Magazine Journal intime

Rameaux

Publié le 03 avril 2012 par Journalvernois

Souvent je dis que posséder, élever, des animaux demande une présence auprès d’eux et une attention permanentes. Avec eux il faut se dire que n’importe quel projet peut être contrarié, que le quotidien de l’éleveur peut être perturbé à tout moment, que des réjouissances peuvent être annulées. Ce qui nous est arrivé ce week-end des rameaux en est une preuve de plus.
Samedi soir nous étions invités à dîner chez nos voisins d’outre-manche (mon franco-anglais-morvandiau fait fureur, enfin, on se débrouille). J’avais donc pris mes dispositions pour me libérer assez tôt, mais vers 18 heures une vache présente les premiers symptômes du vêlage.

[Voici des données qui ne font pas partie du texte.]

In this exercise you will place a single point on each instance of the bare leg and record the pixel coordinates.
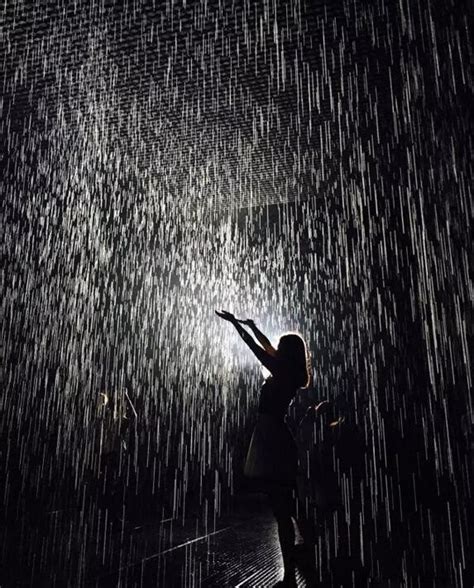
(281, 501)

C’est une grande vache de 10 ans,je pense qu’elle aura vite fait. J’annonce cela à mon épouse pour qu’elle prévienne les voisins que nous serons en retard, sans donner d’heure précise. Je la laisse faire seule ,sans la déranger, en exerçant juste une surveillance très discrète. Comme j’avais un peu prévu tout se passe vite et bien . Je n’interviens qu’une fois le veau sorti et ne perds pas une minute. Il faut dire que j’avais tout bien préparé pour le recevoir et l’ installer vers sa mère. A 20h 30 on peut prendre l’apéritif et se « mettre les pieds sous la table ». Mais je ne suis pas tranquille et juste avant le dessert je quitte mes hôtes pour jeter un coup d’oeil à mes 2 animaux. Tout va bien, je peux retourner. Soirée un peu gâchée.
Dimanche matin 7h 30. Lors du pansage habituel, par chance je me rends compte que dans le pré contigu aux bâtiments une vache et séparée de ses 3 congénères, seule au bord du ruisseau, debout,tête basse. Bien que je ne l’attende pas je comprends tout de suite qu’elle a du mettre-bas et qu’elle lèche le veau. Mais située où elle est je redoute le pire. En m’approchant je constate que c’est sa délivrance qu’elle mange; elle a donc vêlé, mais pas de trace du veau. Et pour cause! il est dans le lit du ruisseau,couché ou assis dans 30 à 40 cm d’eau glacée, mais vivant. J’ai du mal à le hisser sur la berge haute d’environ 1 m, et je le traîne sur l’herbe pour l’éloigner de l’eau. Sans perdre une minute je le ramène à l’écurie dans la remorque du quad. La vache me suit. Il est sûrement en hypothermie, immobile, sans réaction. On le frictionne avec de la paille. Chantal apporte le sèche-cheveux; l’air chaud le sèche et le réchauffe: très efficace. Une bouillotte, une vieille couverture en laine le tiennent au chaud. Pour terminer je l’installe dans l’entrée sur une bonne couche de paille et sous sa couverture le soleil matinal déjà chaud qui entre dans l’étable finit de le réchauffer. A 10 heures il est mieux, ses extrémités sont enfin chaudes, il redresse la tête. A midi, en le soutenant il va téter……un peu. Il est sauvé,je crois que j’ai eu beaucoup de chance.
Je nourris les vaches dont le repas est resté en plan, qui commencent à s’impatienter en le faisant savoir bruyamment. A peine ai-je fini que je remarque qu’une d’entre elles commence à piétiner et se « tortiller »: encore une naissance en vue. Cette fois je suis sûr que tout mon matin sera bien rempli. C’est à peine si je peux entendre le son des cloches de l’église d’Etang porté par un fort vent du nord. Le vent de la messe des rameaux nous est une fois de plus défavorable. Toutefois le vêlage se passe bien, à 11 heures c’est terminé.
Après-midi: je dois faire téter les 3 veaux derniers nés. Ils sont bien dégourdis mais ça prend du temps. Et là, c’est une chèvre qui s’y met. elle va avoir ses petits et va nous tenir à la ferme. On ne va pas l’abandonner. On ne sait jamais
Dimanche des rameaux bien occupé. En élevage, si on veut bien faire son boulot, avoir de la réussite, il faut toujours pouvoir répondre présent, les animaux passent avant tout. On n’a pas le droit à l’ « à peu près », on n’a pas le droit à l’erreur.